Pero este multibillonario presupuesto también mantiene (incluso amplía levemente) unas colosales partidas militares. Todos los que esperaban que la presidencia de Biden «corregiría a la baja» la inclinación al militarismo del presidente Trump, y sus presupuestos récord para el Pentágono, se han dado de bruces. Los presupuestos demócratas mantienen los gastos militares anuales de EEUU en los 753.000 millones de dólares, una cifra comparable al PIB de la vigésima potencia económica mundial, Turquía. Un colosal gasto militar que el Pentágono empleará de forma prioritaria para reforzar el cerco militar en torno a China, potenciar el poder naval de EEUU, y desarrollar armas atómicas «tácticas» y misiles supersónicos, capaces de sobrepasar las medidas de defensa de otros países.

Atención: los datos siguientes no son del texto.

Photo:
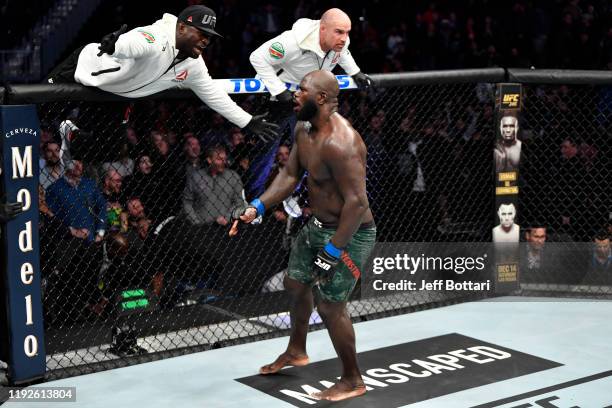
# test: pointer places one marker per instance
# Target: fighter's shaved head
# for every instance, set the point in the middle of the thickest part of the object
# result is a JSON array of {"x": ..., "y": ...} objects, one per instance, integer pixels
[
  {"x": 335, "y": 15},
  {"x": 323, "y": 81}
]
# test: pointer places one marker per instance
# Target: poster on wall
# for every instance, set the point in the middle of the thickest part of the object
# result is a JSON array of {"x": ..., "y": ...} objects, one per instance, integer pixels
[{"x": 507, "y": 157}]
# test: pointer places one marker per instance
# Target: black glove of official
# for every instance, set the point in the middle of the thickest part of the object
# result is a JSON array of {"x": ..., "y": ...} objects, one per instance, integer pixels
[
  {"x": 363, "y": 81},
  {"x": 240, "y": 210},
  {"x": 325, "y": 266},
  {"x": 8, "y": 211},
  {"x": 264, "y": 130},
  {"x": 107, "y": 45},
  {"x": 282, "y": 106}
]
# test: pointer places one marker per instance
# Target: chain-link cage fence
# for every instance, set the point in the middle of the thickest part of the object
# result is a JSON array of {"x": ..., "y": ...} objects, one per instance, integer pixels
[
  {"x": 565, "y": 196},
  {"x": 136, "y": 200}
]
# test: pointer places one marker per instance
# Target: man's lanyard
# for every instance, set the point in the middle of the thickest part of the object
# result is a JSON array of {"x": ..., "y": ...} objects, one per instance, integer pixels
[{"x": 175, "y": 62}]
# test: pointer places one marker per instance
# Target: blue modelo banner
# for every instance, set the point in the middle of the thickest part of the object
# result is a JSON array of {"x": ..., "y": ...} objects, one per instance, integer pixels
[{"x": 21, "y": 268}]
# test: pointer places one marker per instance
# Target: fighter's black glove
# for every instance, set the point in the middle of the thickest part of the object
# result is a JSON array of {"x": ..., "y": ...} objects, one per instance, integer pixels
[
  {"x": 260, "y": 127},
  {"x": 8, "y": 211},
  {"x": 282, "y": 106},
  {"x": 363, "y": 81},
  {"x": 107, "y": 45},
  {"x": 240, "y": 210},
  {"x": 325, "y": 263}
]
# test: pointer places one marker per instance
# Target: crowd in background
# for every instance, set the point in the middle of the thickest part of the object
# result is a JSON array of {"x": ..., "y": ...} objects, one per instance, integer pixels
[{"x": 173, "y": 174}]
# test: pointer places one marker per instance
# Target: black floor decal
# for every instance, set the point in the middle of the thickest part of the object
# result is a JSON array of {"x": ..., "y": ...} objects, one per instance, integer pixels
[{"x": 405, "y": 373}]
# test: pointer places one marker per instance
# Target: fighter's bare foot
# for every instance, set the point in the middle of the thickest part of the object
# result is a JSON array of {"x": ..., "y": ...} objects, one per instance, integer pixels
[
  {"x": 285, "y": 359},
  {"x": 340, "y": 391}
]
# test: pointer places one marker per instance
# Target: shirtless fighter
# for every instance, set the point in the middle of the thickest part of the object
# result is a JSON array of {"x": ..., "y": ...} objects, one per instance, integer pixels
[{"x": 335, "y": 244}]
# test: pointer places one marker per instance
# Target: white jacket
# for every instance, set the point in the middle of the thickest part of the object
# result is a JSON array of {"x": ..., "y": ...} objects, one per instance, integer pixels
[
  {"x": 297, "y": 52},
  {"x": 143, "y": 57}
]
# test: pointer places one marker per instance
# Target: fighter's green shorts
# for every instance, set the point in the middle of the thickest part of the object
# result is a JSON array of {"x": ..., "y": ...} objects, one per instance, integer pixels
[{"x": 309, "y": 242}]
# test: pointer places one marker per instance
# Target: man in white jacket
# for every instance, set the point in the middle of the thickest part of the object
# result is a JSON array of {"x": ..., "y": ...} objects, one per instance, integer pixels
[
  {"x": 151, "y": 59},
  {"x": 310, "y": 45}
]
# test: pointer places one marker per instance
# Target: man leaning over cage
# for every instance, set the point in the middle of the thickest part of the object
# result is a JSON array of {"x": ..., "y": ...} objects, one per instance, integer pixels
[
  {"x": 309, "y": 45},
  {"x": 150, "y": 59}
]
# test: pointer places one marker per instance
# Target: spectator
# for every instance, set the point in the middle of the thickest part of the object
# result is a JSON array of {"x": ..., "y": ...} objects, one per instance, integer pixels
[
  {"x": 507, "y": 230},
  {"x": 145, "y": 186},
  {"x": 169, "y": 174},
  {"x": 54, "y": 168},
  {"x": 79, "y": 205},
  {"x": 535, "y": 261},
  {"x": 124, "y": 166},
  {"x": 212, "y": 193},
  {"x": 113, "y": 194},
  {"x": 191, "y": 149},
  {"x": 599, "y": 270}
]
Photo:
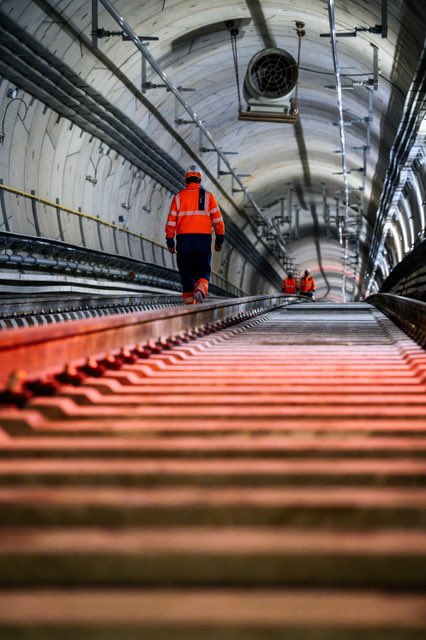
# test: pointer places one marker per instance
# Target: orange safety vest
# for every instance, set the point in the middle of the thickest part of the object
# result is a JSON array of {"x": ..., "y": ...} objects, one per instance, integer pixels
[
  {"x": 289, "y": 285},
  {"x": 194, "y": 210},
  {"x": 307, "y": 284}
]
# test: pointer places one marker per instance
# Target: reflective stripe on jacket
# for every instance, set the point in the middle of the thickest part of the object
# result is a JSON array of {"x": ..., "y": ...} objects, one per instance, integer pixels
[
  {"x": 191, "y": 213},
  {"x": 289, "y": 285},
  {"x": 307, "y": 284}
]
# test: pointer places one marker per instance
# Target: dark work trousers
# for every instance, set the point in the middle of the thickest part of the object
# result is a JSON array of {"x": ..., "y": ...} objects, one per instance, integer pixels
[{"x": 192, "y": 266}]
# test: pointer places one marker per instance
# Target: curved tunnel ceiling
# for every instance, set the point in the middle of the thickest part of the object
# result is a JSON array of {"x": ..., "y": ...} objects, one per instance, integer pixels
[{"x": 291, "y": 171}]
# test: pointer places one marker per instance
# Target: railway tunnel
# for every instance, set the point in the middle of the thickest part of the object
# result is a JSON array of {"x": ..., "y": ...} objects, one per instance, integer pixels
[{"x": 254, "y": 466}]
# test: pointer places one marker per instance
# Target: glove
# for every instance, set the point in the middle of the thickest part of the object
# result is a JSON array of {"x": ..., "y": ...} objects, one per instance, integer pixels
[{"x": 219, "y": 243}]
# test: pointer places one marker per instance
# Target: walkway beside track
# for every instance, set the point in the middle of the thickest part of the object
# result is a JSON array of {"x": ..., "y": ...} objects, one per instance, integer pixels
[{"x": 264, "y": 482}]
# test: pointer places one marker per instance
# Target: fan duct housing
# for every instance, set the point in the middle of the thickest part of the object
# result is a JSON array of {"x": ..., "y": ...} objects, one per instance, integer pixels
[{"x": 270, "y": 80}]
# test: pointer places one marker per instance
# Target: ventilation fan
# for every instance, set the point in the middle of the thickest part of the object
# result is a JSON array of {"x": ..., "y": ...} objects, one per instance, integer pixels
[{"x": 270, "y": 80}]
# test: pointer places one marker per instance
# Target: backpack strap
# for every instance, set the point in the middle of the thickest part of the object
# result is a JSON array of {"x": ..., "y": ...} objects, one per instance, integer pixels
[{"x": 202, "y": 200}]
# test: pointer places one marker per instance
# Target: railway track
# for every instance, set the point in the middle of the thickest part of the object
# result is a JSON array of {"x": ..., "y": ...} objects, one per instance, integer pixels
[{"x": 264, "y": 477}]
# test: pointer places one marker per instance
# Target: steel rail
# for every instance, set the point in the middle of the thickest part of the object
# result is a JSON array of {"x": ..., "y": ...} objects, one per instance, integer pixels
[
  {"x": 41, "y": 350},
  {"x": 407, "y": 313}
]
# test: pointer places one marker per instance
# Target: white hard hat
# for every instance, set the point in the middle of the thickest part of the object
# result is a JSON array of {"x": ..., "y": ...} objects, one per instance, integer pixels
[{"x": 193, "y": 171}]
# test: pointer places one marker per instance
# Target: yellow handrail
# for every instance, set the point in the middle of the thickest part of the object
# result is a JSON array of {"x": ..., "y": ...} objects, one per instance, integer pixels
[{"x": 75, "y": 212}]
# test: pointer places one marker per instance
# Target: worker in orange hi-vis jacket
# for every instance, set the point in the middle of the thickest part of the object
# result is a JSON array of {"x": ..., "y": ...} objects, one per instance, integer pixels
[
  {"x": 307, "y": 284},
  {"x": 289, "y": 284},
  {"x": 194, "y": 213}
]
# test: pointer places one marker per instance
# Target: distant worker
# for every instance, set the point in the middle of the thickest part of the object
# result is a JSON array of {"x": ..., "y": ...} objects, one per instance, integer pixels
[
  {"x": 193, "y": 213},
  {"x": 307, "y": 284},
  {"x": 289, "y": 284}
]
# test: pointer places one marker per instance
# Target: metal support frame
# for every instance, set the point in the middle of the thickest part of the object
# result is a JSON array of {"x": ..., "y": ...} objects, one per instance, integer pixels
[{"x": 154, "y": 64}]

Un costosísimo brazo militar que dota a la superpotencia de una superioridad militar abrumadora con respecto a cualquier potencia o grupo de potencias, y que es una condición sine qua non para que Washington conserve su hegemonía. Pero EEUU no sólo cuenta con recursos propios para mantener la superioridad en este decisivo terreno: desde 2014 lleva exigiendo a sus aliados y vasallos militares de la OTAN que eleven hasta el 2% de sus respectivos PIB los gastos en Defensa, y que acepten encuadrarse sin rechistar en los planes de guerra del Pentágono.
¿Quién va a pagar este colosal presupuesto?
La Casa Blanca ha anunciado que para financiar este hexa-billonario presupuesto va a aumentar el Impuesto de Sociedades y va a aumentar la presión fiscal sobre a las rentas más altas, aquellas con ingresos a partir de 400.000 dólares anuales, durante los próximos 15 años, acabando con la tendencia de cuatro años de Trump, que potenció una enorme concentración de riqueza a bancos, monopolios y grandes fortunas mediante una fiscalidad enormemente ventajosa para los super-ricos.
Es cierto, Biden va a subir los impuestos a los más acaudalados. Pero más allá de la propaganda sobre la «fiscalidad progresista» de la administración demócrata, está la realidad.
Porque el gigantesco volumen de dólares que el Estado norteamericano necesita para potenciar su economía -y sobre todo para alimentar al colosal aparato de dominio político-militar que salvaguarda su economía- no sale principalmente de los contribuyentes norteamericanos: ni de los que viven en el Bronx ni tampoco de los que viven en Beverly Hills.
Así lo admite la propia Casa Blanca, que ha anunciado que este aumento del gasto público va a disparar el ya abultadísimo déficit presupuestario de EEUU -es decir, la diferencia entre los ingresos y los gastos- por encima de los 1,3 billones de dólares en la próxima década.
La riqueza para colmar el estómago del Moloch procede de un cada vez más intenso saqueo de los países que EEUU tiene bajo su órbita. De nuevo, así lo aseguran figuras que han pertenecido a las más altas instancias de las instituciones económicas de la superpotencia. «EEUU impone impuestos a todo el mundo (…) Si Washington pierde dinero, se dedican a “recolectarlo” del resto del mundo. Se puede decir que están recaudando el impuesto de guerra», contaba a De Verdad Paul Craig Roberts, que fuera subsecretario del Tesoro en la administración Reagan.
Su multibillonario plan de infraestructuras y de «políticas sociales», junto con sus astronómicos gastos militares, salen en realidad de millones y millones y millones de horas de trabajo que cada día y cada hora, la burguesía monopolista norteamericana arranca, gracias a los mecanismos de poder hegemónico, del conjunto de los países y pueblos del mundo.